At the exercise Wilson does not make a good job of leadership. Jones volunteers to be the scout, but ants climb up his trousers and he has to take them off to get rid of them. Believing this is the signal to advance, the platoon moves forward but soon find themselves in an ambush. It is a disheartened platoon that heads back to Walmington. Sponge remarks there will be no platoon left for the new officer to take charge of. Therefore, the platoon decides to write to GHQ, asking for Mainwaring to be commissioned. In his letter, Walker offers a couple of bottles of scotch "if it will tip the balance". Frazer declines to write with his colleagues, instead writing at home anonymously and asking for promotion himself.

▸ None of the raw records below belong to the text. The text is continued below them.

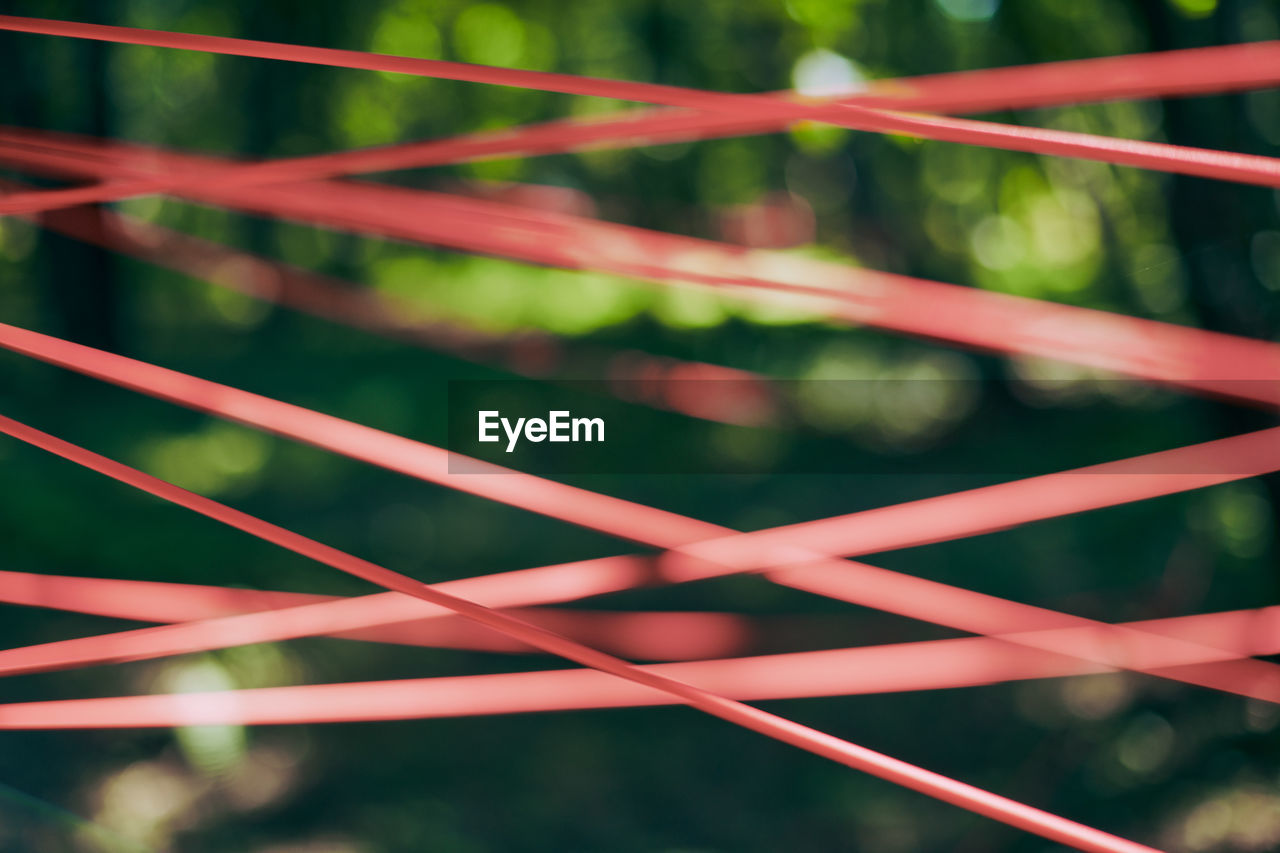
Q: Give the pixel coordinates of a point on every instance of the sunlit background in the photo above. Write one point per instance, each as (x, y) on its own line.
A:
(1147, 758)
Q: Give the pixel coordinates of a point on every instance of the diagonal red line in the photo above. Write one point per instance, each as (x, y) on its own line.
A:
(931, 665)
(809, 570)
(1180, 72)
(382, 314)
(1188, 357)
(1152, 155)
(1219, 637)
(944, 788)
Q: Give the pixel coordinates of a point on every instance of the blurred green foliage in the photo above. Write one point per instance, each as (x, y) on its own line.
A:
(1151, 760)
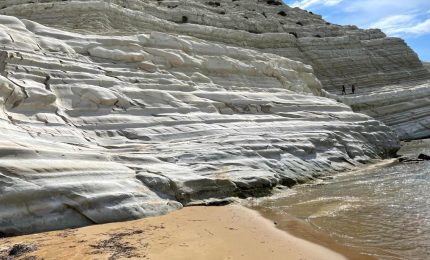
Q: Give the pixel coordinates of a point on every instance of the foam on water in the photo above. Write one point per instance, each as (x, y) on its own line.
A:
(383, 211)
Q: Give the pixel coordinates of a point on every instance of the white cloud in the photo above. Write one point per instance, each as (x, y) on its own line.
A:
(307, 3)
(400, 25)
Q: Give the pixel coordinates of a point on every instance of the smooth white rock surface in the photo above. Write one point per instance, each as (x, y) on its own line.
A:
(100, 128)
(338, 54)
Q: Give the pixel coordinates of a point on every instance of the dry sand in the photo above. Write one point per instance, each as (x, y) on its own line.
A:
(230, 232)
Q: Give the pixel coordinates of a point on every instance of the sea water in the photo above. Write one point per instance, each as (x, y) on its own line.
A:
(380, 211)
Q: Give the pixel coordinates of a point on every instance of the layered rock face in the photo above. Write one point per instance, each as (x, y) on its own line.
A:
(339, 55)
(107, 128)
(100, 127)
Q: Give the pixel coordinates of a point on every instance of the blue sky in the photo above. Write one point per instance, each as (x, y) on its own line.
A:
(408, 19)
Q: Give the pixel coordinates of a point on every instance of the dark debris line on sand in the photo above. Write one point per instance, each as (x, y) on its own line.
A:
(18, 250)
(117, 247)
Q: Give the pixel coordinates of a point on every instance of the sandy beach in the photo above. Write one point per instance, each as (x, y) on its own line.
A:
(230, 232)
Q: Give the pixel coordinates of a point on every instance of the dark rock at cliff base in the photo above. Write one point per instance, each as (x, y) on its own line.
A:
(424, 157)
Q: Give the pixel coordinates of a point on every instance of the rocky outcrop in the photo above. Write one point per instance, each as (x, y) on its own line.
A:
(101, 128)
(379, 66)
(338, 54)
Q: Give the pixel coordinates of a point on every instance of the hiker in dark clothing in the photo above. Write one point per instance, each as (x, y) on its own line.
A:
(343, 90)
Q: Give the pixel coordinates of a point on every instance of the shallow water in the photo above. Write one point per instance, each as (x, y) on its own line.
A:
(380, 211)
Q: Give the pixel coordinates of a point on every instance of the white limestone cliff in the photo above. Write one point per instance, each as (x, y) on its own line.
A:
(339, 55)
(106, 127)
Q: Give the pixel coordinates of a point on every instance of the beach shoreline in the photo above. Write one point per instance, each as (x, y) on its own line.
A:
(226, 232)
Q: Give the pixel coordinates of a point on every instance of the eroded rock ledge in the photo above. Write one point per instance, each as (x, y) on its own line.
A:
(380, 66)
(106, 128)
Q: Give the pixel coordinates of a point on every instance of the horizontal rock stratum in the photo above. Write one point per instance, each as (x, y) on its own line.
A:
(338, 54)
(136, 108)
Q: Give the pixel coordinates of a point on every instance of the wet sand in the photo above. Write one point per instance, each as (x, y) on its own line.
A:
(229, 232)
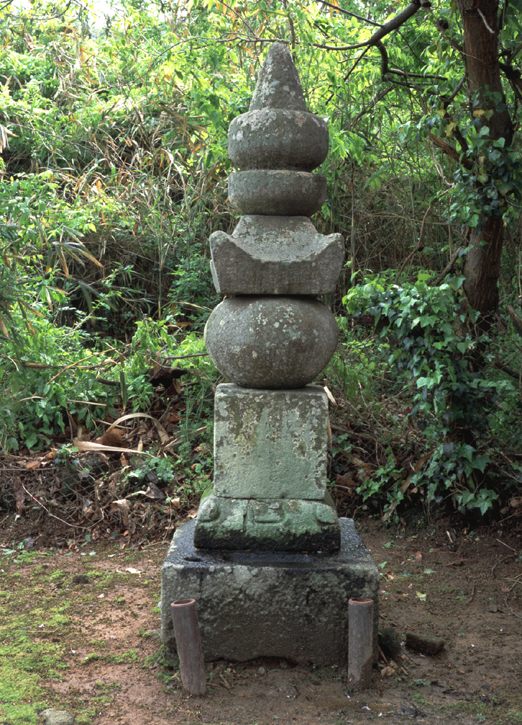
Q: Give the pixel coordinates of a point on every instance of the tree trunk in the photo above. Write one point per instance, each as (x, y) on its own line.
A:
(482, 265)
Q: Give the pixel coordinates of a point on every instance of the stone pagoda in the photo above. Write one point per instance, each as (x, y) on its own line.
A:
(267, 559)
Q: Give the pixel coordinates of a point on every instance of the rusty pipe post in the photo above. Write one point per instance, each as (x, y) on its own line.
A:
(360, 643)
(188, 642)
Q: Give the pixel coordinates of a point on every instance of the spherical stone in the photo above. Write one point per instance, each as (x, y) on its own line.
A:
(275, 138)
(271, 343)
(276, 193)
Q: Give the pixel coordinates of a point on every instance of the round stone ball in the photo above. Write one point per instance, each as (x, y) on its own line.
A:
(271, 342)
(274, 138)
(276, 193)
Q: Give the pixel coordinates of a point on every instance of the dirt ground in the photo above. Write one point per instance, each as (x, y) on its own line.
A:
(464, 586)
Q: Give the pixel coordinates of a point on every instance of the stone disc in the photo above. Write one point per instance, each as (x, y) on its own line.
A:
(271, 343)
(276, 193)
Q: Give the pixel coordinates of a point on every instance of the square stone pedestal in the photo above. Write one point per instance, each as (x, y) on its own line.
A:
(270, 604)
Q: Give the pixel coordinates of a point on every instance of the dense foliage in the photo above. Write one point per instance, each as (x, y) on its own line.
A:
(113, 171)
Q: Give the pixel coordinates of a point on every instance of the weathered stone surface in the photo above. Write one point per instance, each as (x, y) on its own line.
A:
(271, 342)
(276, 138)
(254, 604)
(283, 193)
(267, 525)
(270, 443)
(270, 255)
(278, 85)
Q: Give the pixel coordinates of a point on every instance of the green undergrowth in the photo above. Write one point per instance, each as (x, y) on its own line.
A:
(33, 627)
(39, 606)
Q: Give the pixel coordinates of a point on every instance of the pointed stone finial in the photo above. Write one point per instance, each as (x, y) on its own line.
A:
(278, 85)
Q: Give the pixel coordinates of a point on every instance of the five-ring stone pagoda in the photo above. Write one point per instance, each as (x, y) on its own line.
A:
(268, 561)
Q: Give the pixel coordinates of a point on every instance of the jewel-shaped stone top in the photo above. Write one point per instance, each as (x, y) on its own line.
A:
(278, 85)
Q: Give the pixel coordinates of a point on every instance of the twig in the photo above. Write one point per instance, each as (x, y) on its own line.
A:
(447, 269)
(507, 545)
(509, 556)
(507, 605)
(419, 246)
(73, 526)
(183, 357)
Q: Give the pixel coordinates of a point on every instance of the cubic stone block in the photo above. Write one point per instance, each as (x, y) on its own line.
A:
(253, 604)
(270, 443)
(272, 255)
(282, 193)
(271, 342)
(267, 524)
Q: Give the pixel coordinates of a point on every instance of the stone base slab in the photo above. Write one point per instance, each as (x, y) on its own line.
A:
(269, 525)
(251, 604)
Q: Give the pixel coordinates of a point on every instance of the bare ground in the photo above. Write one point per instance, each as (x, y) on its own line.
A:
(461, 585)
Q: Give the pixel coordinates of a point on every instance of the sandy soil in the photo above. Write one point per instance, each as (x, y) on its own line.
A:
(463, 586)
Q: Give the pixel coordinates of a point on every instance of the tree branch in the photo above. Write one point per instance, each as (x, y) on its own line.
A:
(449, 151)
(346, 12)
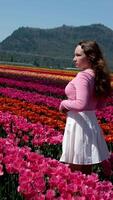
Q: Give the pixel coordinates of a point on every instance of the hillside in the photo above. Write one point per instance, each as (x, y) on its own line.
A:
(53, 46)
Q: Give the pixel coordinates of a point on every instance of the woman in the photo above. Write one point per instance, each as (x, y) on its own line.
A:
(83, 142)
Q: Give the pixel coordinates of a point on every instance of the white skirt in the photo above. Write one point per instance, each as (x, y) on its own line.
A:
(83, 141)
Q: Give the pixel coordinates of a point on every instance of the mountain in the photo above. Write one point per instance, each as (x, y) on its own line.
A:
(53, 47)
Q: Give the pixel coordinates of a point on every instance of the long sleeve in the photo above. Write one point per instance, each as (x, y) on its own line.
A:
(82, 91)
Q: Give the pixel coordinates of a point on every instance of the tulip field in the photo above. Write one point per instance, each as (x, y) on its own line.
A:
(31, 130)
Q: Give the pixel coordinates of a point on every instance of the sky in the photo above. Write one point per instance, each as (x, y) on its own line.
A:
(53, 13)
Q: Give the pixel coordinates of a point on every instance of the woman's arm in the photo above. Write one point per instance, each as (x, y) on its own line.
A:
(82, 94)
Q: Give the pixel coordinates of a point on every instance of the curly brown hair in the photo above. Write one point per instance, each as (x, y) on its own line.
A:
(98, 63)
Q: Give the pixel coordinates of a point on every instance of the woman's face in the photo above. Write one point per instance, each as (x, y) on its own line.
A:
(80, 59)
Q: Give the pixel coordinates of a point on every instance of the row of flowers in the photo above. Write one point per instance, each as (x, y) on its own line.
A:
(44, 178)
(31, 97)
(40, 88)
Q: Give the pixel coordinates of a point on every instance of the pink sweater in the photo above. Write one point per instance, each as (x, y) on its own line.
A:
(80, 92)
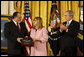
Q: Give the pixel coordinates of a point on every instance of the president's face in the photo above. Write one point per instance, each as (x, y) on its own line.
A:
(67, 17)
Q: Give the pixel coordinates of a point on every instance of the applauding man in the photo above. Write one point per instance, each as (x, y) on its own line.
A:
(14, 31)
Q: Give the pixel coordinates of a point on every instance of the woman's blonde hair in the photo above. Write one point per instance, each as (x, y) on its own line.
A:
(40, 25)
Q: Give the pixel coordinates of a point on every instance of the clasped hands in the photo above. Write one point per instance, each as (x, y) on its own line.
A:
(62, 27)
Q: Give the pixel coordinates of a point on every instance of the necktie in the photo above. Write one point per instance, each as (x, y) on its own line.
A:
(18, 27)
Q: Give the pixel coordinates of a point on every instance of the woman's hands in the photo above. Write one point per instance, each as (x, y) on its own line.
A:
(36, 39)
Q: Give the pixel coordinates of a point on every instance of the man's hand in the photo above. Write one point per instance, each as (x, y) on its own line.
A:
(63, 27)
(19, 39)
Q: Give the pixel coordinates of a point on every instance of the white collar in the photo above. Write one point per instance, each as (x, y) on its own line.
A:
(15, 22)
(70, 21)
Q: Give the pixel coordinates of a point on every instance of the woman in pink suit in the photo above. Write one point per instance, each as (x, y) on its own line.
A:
(40, 37)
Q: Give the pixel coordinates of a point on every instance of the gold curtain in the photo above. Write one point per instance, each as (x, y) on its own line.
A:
(42, 9)
(69, 5)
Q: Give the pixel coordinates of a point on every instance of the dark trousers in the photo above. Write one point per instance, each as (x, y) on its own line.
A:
(69, 51)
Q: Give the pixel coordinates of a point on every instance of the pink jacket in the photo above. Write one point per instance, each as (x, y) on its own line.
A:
(39, 48)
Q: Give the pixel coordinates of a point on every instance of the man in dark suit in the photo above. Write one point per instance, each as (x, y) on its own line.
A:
(15, 31)
(68, 35)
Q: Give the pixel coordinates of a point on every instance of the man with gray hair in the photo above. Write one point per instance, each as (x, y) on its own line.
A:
(68, 39)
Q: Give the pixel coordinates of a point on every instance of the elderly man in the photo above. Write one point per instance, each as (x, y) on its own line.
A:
(68, 39)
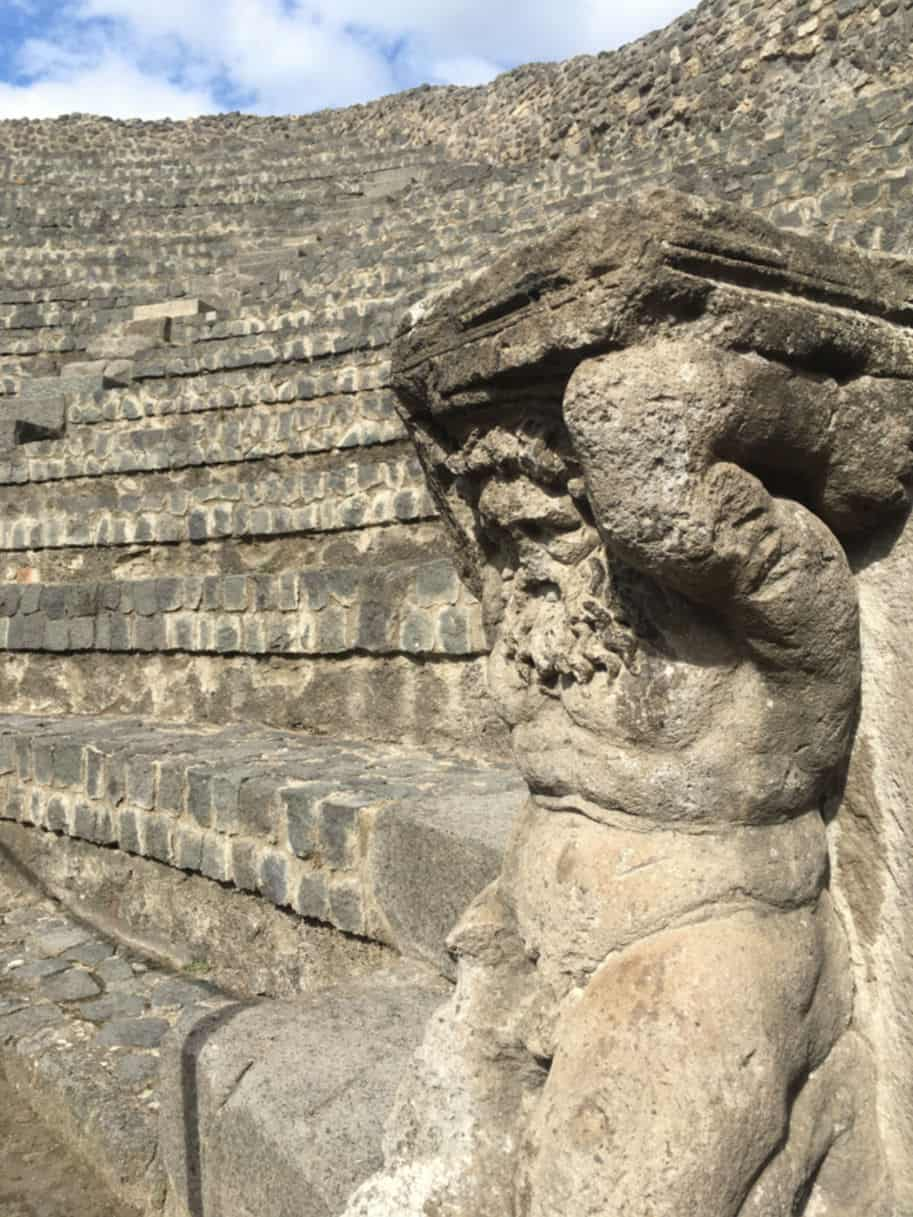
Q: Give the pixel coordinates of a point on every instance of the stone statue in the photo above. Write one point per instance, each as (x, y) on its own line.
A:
(651, 438)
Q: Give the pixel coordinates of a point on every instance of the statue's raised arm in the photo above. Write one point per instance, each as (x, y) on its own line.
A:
(654, 439)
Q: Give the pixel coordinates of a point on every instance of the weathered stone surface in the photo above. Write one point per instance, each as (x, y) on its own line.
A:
(654, 438)
(280, 1110)
(386, 842)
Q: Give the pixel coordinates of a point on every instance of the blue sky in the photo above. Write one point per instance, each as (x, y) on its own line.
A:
(151, 59)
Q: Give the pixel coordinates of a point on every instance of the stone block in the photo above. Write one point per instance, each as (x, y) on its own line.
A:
(43, 761)
(56, 637)
(347, 907)
(157, 836)
(188, 847)
(308, 1080)
(200, 796)
(140, 781)
(258, 813)
(429, 857)
(145, 598)
(129, 834)
(67, 764)
(172, 309)
(56, 814)
(337, 834)
(216, 858)
(82, 634)
(311, 897)
(302, 814)
(149, 633)
(245, 864)
(274, 878)
(169, 796)
(80, 599)
(95, 773)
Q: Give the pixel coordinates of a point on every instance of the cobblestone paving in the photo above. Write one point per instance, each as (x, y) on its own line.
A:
(80, 1022)
(39, 1177)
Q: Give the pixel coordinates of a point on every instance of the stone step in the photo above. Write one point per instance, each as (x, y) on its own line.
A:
(335, 376)
(382, 841)
(209, 503)
(280, 1109)
(186, 1098)
(262, 431)
(416, 609)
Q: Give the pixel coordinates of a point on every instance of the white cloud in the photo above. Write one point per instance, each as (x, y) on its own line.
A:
(112, 87)
(155, 57)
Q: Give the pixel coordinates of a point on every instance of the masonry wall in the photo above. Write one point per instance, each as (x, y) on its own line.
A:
(208, 508)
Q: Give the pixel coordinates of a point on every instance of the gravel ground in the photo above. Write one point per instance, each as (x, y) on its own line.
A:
(38, 1176)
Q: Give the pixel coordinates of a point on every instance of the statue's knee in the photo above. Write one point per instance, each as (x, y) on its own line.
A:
(676, 1069)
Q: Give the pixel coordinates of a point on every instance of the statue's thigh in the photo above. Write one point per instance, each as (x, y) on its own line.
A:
(671, 1087)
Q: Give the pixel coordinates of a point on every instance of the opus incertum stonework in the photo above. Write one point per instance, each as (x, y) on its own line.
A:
(457, 624)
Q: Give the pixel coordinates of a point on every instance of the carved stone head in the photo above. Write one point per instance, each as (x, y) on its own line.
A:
(650, 438)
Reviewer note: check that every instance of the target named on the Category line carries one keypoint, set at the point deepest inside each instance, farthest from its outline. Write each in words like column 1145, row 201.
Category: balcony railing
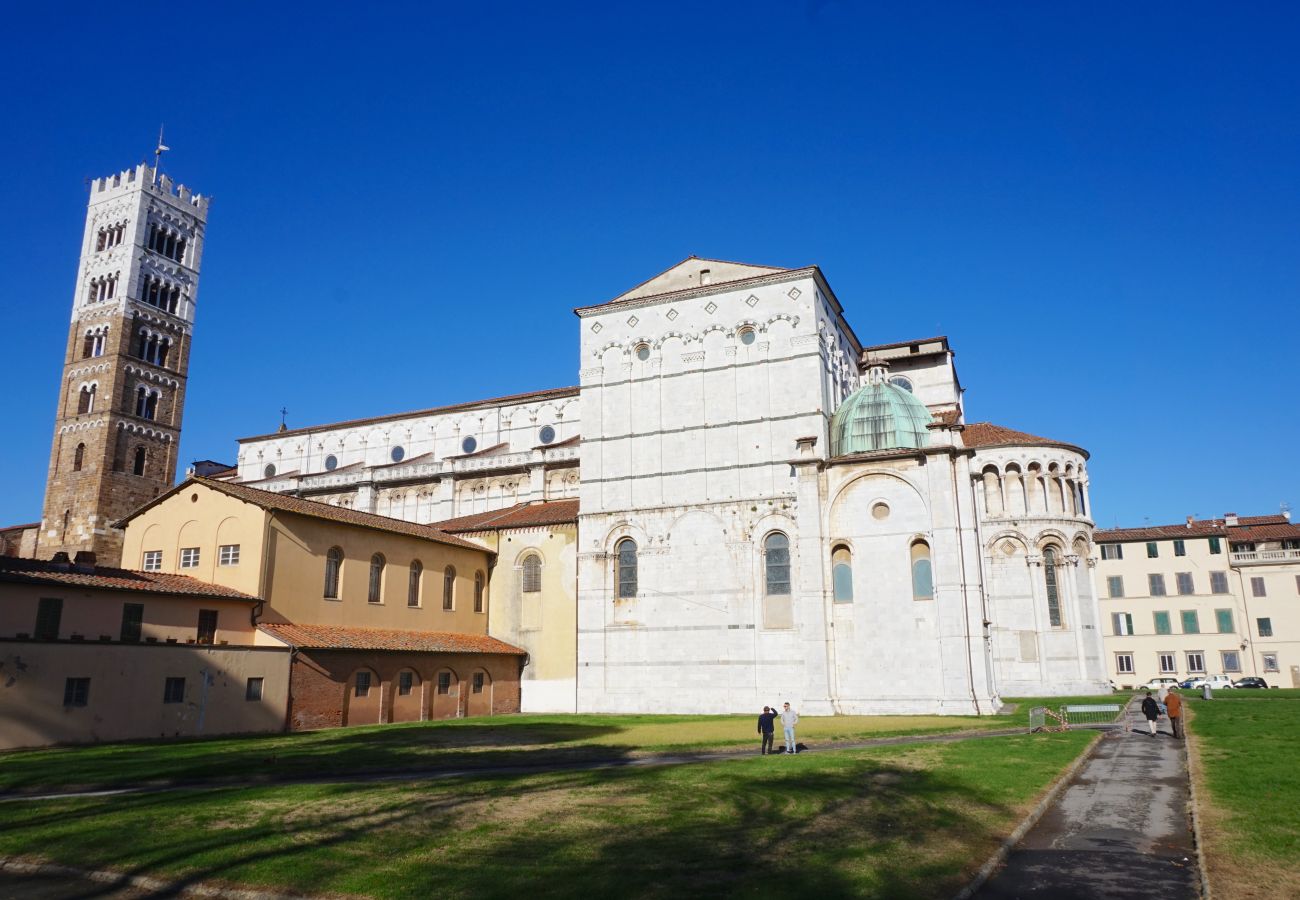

As a result of the letters, Mainwaring is reinstated, and everything is almost back to normal. He and Wilson then muse on the events of the past few days. When Wilson laughs at the fact that Mainwaring had had no authority whatsoever to command the platoon, the latter then shocks Wilson by saying that he, therefore, had had no authority to promote him to sergeant in the first place. Wilson realises what Mainwaring is implying, but the latter plays on the moment by saying that he was sure everything would be sorted out, and then says nonchalantly, "Perhaps you'd like to borrow my penknife" (to remove his sergeant's stripes).

===Notes===
- According to the Verger's announcement, the first half of this episode must be set on 27 May 1941.
- When Drill Sergeant Gregory asks Walker why he is not in the army, Walker replies that he "got his ticket" for being allergic to corned beef – a reference to the earlier episode The Loneliness of the Long Distance Walker.

==Cast==

| Character | TV episode | Audio drama |
| Captain Mainwaring | Arthur Lowe |  |
| Sergeant Wilson | John Le Mesurier |  |
| Lance Corporal Jones | Clive Dunn |  |
| Private Frazer | John Laurie |  |
| Private Walker | James Beck |  |
| Private Godfrey | Arnold Ridley |  |
| Private Pike | Ian Lavender |  |
| Maurice Yeatman | Edward Sinclair |
| Captain Bailey | John Ringham |  |
| Drill Sergeant Gregory | Anthony Sagar | Jack Watson |
| Private Sponge | Colin Bean |  |

== Radio version ==
Although changes from the original TV episode were otherwise minor, there is no scene in the radio episode depicting the battle exercise. The platoon did participate in it, though, since Frazer, when commenting about the plunging morale of the platoon on the night Mainwaring absented himself, he remarks bitterly on the fact that "Sergeant Wilson led us straight into an ambush!"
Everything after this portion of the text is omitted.